Bodies of Water: In the Wake of Being & Becoming is a diptych (oil on canvas, each panel measuring 4' x 3') that was shortlisted for an arts-based competition on the theme of water organized by the Peter Wall Institute for Advanced Studies as part of the University-Based Institute for Advanced Study (UBIAS) Conference that took place on UBC campus in September 2013.

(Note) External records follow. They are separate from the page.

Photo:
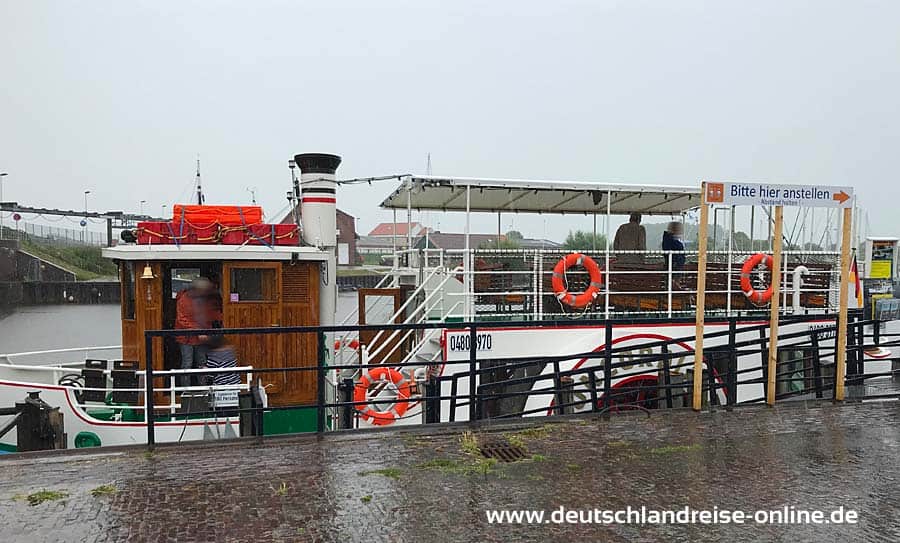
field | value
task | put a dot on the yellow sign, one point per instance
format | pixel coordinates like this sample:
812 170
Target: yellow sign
880 269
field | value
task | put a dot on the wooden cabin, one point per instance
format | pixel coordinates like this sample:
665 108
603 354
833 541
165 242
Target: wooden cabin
259 286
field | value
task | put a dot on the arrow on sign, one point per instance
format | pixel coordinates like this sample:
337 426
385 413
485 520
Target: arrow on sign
840 196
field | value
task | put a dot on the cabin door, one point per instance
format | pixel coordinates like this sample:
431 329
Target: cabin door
251 298
377 306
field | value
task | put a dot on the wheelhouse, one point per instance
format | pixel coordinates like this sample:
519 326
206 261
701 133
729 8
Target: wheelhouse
258 286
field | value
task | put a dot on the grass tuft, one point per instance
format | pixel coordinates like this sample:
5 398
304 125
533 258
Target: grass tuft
670 449
392 473
104 490
281 490
42 496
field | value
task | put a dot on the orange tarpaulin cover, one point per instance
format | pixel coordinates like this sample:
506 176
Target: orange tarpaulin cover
224 215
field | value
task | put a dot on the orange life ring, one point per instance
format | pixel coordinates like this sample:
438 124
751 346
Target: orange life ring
361 391
559 288
756 297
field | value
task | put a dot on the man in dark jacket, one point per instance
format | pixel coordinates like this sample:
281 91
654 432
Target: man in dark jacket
672 242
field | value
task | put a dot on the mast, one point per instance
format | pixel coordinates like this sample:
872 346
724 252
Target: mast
199 187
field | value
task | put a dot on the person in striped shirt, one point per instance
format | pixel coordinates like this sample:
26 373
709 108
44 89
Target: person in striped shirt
221 355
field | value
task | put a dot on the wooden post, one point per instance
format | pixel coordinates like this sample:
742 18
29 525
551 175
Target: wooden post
841 345
773 312
697 395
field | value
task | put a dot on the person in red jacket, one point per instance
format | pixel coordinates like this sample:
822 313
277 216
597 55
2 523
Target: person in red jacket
194 311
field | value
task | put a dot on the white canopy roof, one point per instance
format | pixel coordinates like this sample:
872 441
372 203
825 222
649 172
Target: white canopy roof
523 196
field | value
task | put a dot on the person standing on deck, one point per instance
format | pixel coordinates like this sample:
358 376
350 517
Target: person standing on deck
631 236
672 242
221 355
193 311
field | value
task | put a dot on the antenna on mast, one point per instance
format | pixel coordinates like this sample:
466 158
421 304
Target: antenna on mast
199 187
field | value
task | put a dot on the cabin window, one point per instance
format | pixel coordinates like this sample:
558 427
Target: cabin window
182 278
127 272
252 285
795 370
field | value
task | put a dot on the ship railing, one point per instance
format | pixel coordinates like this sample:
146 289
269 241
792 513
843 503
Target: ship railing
516 283
61 357
736 372
344 354
54 376
432 299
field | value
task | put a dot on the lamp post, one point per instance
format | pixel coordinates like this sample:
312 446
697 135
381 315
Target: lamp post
2 175
84 222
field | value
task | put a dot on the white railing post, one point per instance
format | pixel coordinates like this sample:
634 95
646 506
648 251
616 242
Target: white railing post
669 275
171 395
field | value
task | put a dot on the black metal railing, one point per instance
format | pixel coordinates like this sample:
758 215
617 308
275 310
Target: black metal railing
500 388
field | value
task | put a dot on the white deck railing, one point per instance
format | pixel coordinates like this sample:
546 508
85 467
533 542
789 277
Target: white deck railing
505 283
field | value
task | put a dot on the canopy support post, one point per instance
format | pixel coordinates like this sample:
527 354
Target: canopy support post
697 392
773 311
841 345
608 277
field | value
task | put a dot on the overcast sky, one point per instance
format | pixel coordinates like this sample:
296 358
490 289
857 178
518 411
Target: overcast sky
119 97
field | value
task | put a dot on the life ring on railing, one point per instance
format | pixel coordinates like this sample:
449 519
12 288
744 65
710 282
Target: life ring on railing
756 297
559 288
361 392
352 344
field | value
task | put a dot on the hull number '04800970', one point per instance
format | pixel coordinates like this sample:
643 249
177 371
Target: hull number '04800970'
461 342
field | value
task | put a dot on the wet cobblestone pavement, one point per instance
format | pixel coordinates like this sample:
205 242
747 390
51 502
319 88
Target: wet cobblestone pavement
421 486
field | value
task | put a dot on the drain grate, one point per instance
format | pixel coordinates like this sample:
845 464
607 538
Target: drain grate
502 451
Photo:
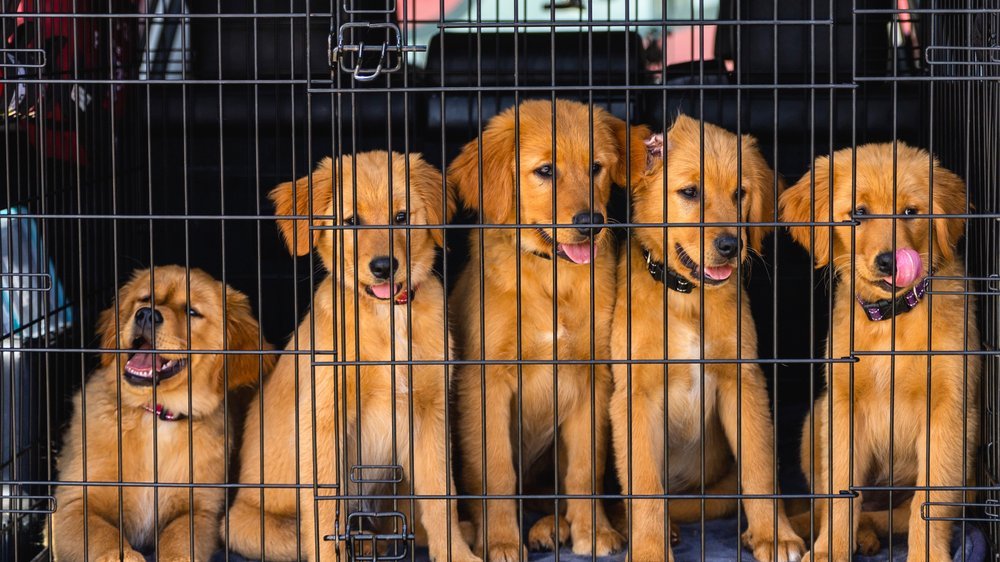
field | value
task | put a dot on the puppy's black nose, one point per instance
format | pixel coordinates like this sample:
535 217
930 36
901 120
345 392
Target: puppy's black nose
884 262
146 318
591 220
727 245
383 266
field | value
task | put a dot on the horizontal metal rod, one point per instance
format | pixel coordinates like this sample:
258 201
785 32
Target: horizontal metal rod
622 23
316 217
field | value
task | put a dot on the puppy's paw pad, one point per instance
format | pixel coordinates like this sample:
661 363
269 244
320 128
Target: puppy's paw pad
602 543
787 548
128 556
507 552
457 556
649 555
542 535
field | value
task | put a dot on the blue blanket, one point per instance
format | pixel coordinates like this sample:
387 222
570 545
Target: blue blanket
721 541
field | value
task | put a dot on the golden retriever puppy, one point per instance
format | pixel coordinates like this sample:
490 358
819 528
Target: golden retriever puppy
881 305
162 413
696 271
383 303
571 266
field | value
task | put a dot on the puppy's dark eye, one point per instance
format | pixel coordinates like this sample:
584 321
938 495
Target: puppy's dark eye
544 171
689 192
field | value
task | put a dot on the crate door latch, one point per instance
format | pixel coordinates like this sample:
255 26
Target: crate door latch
350 55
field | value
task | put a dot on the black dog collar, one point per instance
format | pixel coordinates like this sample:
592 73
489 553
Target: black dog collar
886 308
661 273
163 413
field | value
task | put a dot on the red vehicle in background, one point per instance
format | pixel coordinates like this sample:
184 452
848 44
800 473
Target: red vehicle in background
56 49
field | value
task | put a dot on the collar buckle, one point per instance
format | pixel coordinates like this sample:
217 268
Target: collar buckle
663 274
887 308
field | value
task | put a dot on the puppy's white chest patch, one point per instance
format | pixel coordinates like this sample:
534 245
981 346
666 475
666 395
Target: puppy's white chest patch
550 336
691 349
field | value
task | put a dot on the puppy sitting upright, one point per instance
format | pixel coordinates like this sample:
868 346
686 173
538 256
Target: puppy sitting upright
155 411
561 304
885 266
381 303
690 268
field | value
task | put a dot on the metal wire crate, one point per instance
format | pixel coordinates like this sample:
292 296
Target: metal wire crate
149 132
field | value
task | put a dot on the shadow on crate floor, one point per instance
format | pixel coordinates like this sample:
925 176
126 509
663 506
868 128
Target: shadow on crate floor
721 542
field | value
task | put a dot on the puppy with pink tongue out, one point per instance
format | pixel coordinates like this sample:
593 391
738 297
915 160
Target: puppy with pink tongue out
553 277
679 300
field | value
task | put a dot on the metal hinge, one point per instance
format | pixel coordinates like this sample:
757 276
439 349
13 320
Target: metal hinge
349 55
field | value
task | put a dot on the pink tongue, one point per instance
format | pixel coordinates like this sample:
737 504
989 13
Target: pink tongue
383 290
577 253
909 266
144 361
719 273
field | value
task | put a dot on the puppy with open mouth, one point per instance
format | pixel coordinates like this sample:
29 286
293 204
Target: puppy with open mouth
381 303
899 272
703 174
156 396
562 301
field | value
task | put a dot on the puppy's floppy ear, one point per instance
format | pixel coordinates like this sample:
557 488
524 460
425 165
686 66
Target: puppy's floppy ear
292 198
633 153
796 203
438 201
761 180
497 205
949 198
243 334
107 327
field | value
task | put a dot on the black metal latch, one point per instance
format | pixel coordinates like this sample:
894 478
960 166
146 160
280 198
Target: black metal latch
366 50
375 535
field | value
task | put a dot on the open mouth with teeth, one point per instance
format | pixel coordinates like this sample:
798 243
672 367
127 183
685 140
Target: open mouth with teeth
580 253
145 368
716 275
384 291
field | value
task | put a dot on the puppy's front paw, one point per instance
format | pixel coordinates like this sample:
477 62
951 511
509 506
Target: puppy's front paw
542 535
787 548
602 542
868 542
646 554
129 555
458 554
506 552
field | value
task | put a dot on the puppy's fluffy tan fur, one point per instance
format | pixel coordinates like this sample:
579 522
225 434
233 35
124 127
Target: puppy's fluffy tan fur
522 191
348 318
93 441
949 380
687 189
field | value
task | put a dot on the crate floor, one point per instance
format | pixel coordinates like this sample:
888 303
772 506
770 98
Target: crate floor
721 543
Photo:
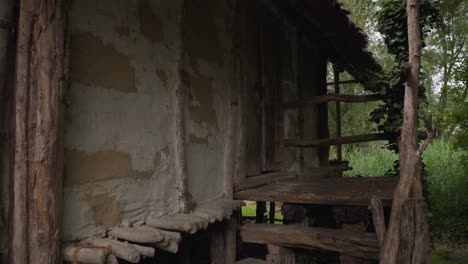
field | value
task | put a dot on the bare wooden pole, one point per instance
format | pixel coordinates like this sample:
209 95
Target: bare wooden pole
410 155
336 76
180 162
38 113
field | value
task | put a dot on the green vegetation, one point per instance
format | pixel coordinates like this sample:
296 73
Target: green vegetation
446 182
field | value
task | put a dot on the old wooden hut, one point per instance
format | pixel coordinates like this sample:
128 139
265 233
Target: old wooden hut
125 124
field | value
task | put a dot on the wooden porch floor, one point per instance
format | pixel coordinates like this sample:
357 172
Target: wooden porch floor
355 191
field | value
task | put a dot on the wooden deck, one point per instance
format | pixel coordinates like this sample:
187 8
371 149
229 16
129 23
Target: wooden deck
357 244
334 191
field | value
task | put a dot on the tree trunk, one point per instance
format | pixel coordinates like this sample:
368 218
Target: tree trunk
38 113
410 156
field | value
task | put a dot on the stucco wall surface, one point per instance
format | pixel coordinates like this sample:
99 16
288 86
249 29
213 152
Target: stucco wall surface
119 128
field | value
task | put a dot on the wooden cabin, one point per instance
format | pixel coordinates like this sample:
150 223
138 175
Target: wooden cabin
128 126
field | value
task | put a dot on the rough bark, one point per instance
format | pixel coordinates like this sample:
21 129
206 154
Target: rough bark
378 219
38 113
410 156
180 161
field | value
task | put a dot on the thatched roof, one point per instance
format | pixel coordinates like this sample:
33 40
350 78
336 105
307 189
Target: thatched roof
347 42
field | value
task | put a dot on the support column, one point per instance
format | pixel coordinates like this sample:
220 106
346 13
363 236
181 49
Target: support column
36 183
280 255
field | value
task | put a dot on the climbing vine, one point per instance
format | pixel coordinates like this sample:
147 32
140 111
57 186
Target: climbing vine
392 24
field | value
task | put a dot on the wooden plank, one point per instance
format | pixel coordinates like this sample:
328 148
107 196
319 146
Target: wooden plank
315 143
343 82
266 178
332 97
334 191
363 245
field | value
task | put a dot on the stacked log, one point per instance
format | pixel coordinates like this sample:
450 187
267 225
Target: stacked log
162 233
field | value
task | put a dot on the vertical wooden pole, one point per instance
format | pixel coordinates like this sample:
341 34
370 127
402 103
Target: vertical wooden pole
271 213
180 161
38 114
336 76
231 239
260 212
410 155
280 255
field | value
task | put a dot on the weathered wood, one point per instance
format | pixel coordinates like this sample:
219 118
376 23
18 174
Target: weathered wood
362 245
316 143
409 154
38 113
280 255
83 254
360 228
168 235
143 251
271 213
231 241
260 211
421 235
136 235
112 259
405 250
332 97
217 244
180 160
343 82
378 219
119 249
262 179
336 191
336 76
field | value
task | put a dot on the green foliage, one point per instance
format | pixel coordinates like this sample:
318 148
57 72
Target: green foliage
446 183
373 160
392 24
447 191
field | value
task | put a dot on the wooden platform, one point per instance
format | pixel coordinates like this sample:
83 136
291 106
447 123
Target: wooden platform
334 191
357 244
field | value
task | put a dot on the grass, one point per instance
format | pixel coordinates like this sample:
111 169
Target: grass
250 211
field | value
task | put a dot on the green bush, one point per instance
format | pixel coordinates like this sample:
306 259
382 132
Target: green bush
446 184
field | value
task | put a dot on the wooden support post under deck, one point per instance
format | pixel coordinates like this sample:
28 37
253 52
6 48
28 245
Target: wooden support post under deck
280 255
339 153
36 183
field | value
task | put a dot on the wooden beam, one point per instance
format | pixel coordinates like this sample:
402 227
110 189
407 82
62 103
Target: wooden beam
180 142
262 179
332 97
343 82
410 155
331 191
280 255
336 75
41 72
378 219
314 143
363 245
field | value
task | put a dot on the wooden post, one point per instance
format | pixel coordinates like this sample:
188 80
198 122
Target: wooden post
260 212
336 72
410 155
231 239
7 58
271 213
36 184
180 160
218 243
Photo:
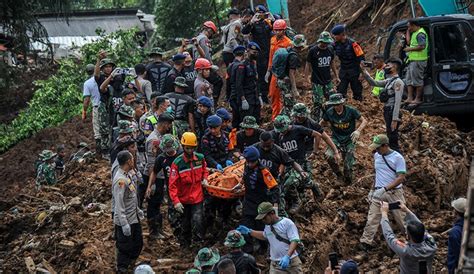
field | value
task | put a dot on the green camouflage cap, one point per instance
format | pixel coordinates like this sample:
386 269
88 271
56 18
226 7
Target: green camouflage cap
156 51
234 239
127 111
180 82
82 144
300 110
249 122
336 99
378 141
169 143
46 155
263 209
325 37
106 61
90 68
207 257
282 122
125 126
299 41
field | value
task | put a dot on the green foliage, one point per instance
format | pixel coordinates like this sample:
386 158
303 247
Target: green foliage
59 98
183 18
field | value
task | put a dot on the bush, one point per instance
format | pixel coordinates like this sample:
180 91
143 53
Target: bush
59 98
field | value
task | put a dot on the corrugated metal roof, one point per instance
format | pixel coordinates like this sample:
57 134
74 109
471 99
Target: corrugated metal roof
87 25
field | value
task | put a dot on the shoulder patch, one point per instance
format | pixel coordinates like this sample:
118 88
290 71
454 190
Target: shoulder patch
121 183
400 244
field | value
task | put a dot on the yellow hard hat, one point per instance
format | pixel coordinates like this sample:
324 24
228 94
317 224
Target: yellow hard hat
189 139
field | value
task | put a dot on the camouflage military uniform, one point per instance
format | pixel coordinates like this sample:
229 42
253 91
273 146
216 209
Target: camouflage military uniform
45 174
288 98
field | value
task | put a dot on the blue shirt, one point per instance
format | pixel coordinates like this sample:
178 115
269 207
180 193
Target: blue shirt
91 89
454 244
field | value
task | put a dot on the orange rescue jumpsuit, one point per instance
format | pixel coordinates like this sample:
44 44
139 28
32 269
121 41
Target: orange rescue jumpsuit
274 92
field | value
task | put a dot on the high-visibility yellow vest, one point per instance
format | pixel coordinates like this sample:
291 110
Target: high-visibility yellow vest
379 75
420 55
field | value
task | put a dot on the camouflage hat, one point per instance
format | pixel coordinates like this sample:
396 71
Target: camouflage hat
378 141
169 143
106 61
82 145
282 122
180 82
234 239
206 257
249 122
263 209
46 155
156 51
299 41
325 37
125 127
90 68
336 99
126 111
300 110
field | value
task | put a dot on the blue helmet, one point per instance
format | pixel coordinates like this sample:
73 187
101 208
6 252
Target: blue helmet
251 154
213 121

About the work: The word 'wake' has three definitions. Not only is it a noun for the track left behind a moving ship, it is also a verb meaning: 1- to become awaken (or to be roused from sleep), and 2- to hold vigil for someone who is deceased as an act of commemoration. Conceptually, it connects with Brian Massumi (2011) and Martin Heidegger's (2010) belief that the past, present, and future form a unity of relations while making reference to Deleuze and Guattari's (1987) notion of the rhizome; visually rendering the sense of aliveness that emerges in a transient, in-between space. As a moving subject on a continuous passage towards knowledge that is forever incomplete (Ellsworth, 2005), the wake has become a metaphor for my own being and becoming.
BEING & BECOMING
NATALIE LEBLANC
References
Deleuze, G., & Guattari, F. (1987). A thousand plateaus: Capitalism and schizophrenia (B. Massumi, Trans.). Minneapolis, MN: Minnesota Press.
Ellsworth, E. (2005). Places of learning: Media, architecture, pedagogy. New York, NY: Routledge.
Heidegger, M. (1953/2010). Being and time. (J. Stambaugh, Trans.). Albany, NY: State University of New York Press.
Massumi, B. (2011). Semblance and event: Activist philosophy and the occurent arts. Cambridge, MA: MIT Press.